En outre, l'exemple 2 ne comprend pas de recirculation du gaz contenant de l'hydrogène, et encore moins une recirculation contenant du CO dans une concentration particulière. Il n'y a en outre pas de raison de conclure que l'homme du métier considérerait la combinaison du procédé divulgué dans l'exemple 2 avec une ligne de recirculation telle que proposée dans la figure 1 comme dérivable directement et sans équivoque du document D8 dans son ensemble. L'exemple 2 représente en effet déjà une forme détaillée de l'invention, de sorte qu'une caractéristique qui n'y est pas divulguée n'a simplement pas été envisagée pour cette réalisation spécifique.
L'objet de la revendication 1 est donc nouveau par rapport au contenu de D8 qui, à tout le moins parce qu'il n'y est pas divulgué que le flux recyclé contient une concentration de CO allant de 0,5% à 3 % en volume.
2.2 Le document D9 divulgue un procédé d'obtention d'un carburant diesel comprenant:
i) une étape d'hydrotraitement qui correspond à l'étape a) de la revendication 1 (référence 4 - figure 2) sous des conditions tombant sous le libellé de la revendication 1 (par. [0043]);
ii) une étape de séparation gaz-liquide correspondant à l'étape b) de la revendication 1 (référence 34 - figure 2), dans laquelle un flux gazeux (36) comprenant du propane, du dioxyde de carbone, du monoxyde de carbone et de l'hydrogène est séparé du flux d'hydrocarbures (38) et recyclé vers l'étape a), dont au moins une partie de l'effluent est envoyée vers des étapes d'isomérisation et de fractionnement (par. [0040]);
iii) une étape d'hydroisomérisation correspondant à l'étape c) de la revendication 1 (référence 22 - figure 2); et
iv) une étape de fractionnement correspondant à l'étape d) de la revendication 1 (référence 48 - figure 2).

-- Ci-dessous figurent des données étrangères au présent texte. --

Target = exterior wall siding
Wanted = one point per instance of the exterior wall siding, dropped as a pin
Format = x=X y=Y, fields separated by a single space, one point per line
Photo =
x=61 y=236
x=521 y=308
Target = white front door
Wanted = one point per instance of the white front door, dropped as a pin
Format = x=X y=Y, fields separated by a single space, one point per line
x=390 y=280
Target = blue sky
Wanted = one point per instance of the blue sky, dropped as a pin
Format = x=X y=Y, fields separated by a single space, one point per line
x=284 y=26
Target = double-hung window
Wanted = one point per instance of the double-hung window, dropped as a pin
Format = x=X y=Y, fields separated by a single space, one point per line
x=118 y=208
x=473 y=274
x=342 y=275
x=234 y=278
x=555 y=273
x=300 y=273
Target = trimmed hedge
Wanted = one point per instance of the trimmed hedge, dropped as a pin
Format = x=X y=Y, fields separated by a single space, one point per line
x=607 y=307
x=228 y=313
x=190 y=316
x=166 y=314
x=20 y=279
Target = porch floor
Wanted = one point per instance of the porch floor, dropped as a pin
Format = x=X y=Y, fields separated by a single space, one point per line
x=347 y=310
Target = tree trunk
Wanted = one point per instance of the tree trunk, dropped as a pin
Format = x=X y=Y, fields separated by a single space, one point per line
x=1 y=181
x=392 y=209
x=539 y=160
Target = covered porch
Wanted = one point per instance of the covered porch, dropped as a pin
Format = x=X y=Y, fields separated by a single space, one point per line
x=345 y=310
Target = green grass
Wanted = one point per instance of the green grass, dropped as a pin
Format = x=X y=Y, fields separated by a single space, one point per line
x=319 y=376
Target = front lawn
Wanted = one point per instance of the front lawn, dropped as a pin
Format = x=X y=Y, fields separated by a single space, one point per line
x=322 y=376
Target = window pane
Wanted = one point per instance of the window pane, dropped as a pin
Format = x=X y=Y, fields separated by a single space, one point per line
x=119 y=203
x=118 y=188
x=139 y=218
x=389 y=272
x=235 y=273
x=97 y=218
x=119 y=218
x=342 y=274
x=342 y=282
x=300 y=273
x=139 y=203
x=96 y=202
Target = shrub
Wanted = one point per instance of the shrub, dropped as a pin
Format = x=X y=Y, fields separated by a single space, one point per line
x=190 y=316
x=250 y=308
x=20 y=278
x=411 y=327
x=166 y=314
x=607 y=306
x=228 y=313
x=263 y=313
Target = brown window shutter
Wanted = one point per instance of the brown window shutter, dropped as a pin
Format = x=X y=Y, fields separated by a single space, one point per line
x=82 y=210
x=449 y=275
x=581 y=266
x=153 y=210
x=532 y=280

2.2.1 La requérante a fait valoir qu'il ressortait en outre de la figure 4 de D9 que la quantité de CO + CO2 produite dans le procédé d'hydrotraitement variait entre 1,2 et 2,8%. Bien que les résultats dans la figure 4 ne permettent pas de distinguer les concentrations spécifiques de CO et de CO2, celles-ci avaient été estimées selon E2 par une simulation tenant compte des réactions de méthanisation et du "water gas-shift" et menant à une concentration en CO se situant dans la plage revendiquée. L'objet de la revendication 1 présentait donc un défaut de nouveauté par rapport à D9.
2.2.2 La chambre ne peut suivre cette argumentation, car les valeurs présentées dans la figure 4 de D9 concernent un exemple (voir par. [0043]) qui n'envisage pas l'addition de vapeur d'eau pour favoriser la réaction de "water gas-shift". Ainsi, comme établi par la titulaire, la simulation selon E2 ne reproduit pas l'exemple du paragraphe [0043] mais une combinaison du procédé décrit au paragraphe [0017] avec les résultats obtenus sous les conditions de cet exemple (c.a.d. la figure 4). Plus particulièrement, les simulations selon E2 ont été réalisées en ajustant les taux de réaction de décarboxylation et décarbonylation de manière à obtenir la somme de CO + CO2 divulguée dans la figure 4 (voir dernier paragraphe de la page 2 de E2) en supposant que les réactions de "water gas-shift" et de méthanisation ont également lieu (voir 1er par. de la page 2 de E2), mais sans spécifier la concentration de la vapeur d'eau. Cette hypothèse est manifestement fausse, car les données de la figure 4 ont été obtenues sans ajout de vapeur d'eau et sans recirculation d'hydrogène et d'autres gaz. En outre, la chambre note que la figure 4 ne divulgue pas la concentration des autres substances, de sorte qu'il n'est pas clair si les valeurs divulguées resteraient dans une fourchette similaire après que la phase gazeuse ait subi les étapes ultérieures de séparation et de purification. La chambre conclut donc que ni la figure 4 ni E2 ne peuvent être invoquées pour déduire la concentration de CO dans la fraction gazeuse produite dans le réacteur d'hydrotraitement, et encore moins la concentration de CO dans le flux de recirculation.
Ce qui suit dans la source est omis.